Subject: This week in [Team name], MM DD-DD, YYYY

Hi team!

This week I’m kicking off a new way for us to share our priorities. Each week we’ll let each other know the top 2-3 things we’re working on, the status of that work, what worries us (risks or potential issues), plus a link to the work. I’ll get us started this week, with these statuses in mind:

  • RedProject is off-track – we are not moving forward (why? do you need help?)
  • AmberProject is at risk, but we are working on it (note what you’re doing to fix it)
  • GreenProject is on track, looking good! (what’s next?)
  • BlueWe’re ahead of schedule, expectations, etc!
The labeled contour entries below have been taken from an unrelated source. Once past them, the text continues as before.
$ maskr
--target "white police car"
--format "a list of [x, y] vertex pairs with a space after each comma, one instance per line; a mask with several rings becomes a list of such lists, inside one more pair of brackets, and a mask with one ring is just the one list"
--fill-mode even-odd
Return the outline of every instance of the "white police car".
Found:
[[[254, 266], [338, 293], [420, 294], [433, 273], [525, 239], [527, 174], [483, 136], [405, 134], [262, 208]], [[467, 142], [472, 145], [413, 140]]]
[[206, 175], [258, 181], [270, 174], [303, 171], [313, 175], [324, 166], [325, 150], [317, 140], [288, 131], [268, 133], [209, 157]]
1:1’s – [List any themes or reminders for your 1:1’s this week]

Crit/Studio – [Note prep for team meetings and critique sessions]

[Your name]’s priorities this week

[#1 Priority] – Blue/Green/Amber/Red
What’s up: [Describe what you’re doing this week]
What worries me: [Any concerns? Get them out here]
Link: [Be sure to include a link! Model this for your reports]

[#2 Priority] – Blue/Green/Amber/Red`
What’s up: [Describe what you’re doing this week]
What worries me: [Any concerns? Get them out here]
Link: [Be sure to include a link! Model this for your reports]

[#3 Priority] – Blue/Green/Amber/Red
What’s up: [Describe what you’re doing this week]
What worries me: [Any concerns? Get them out here]
Link: [Be sure to include a link! Model this for your reports]

By Abi Jones

Abi Jones is the UX Manager for Imaging & Diagnostics in Google Health. She leads an interdisciplinary team of researchers and designers focused on using artificial intelligence to assist in diagnosing cancer and preventing blindness.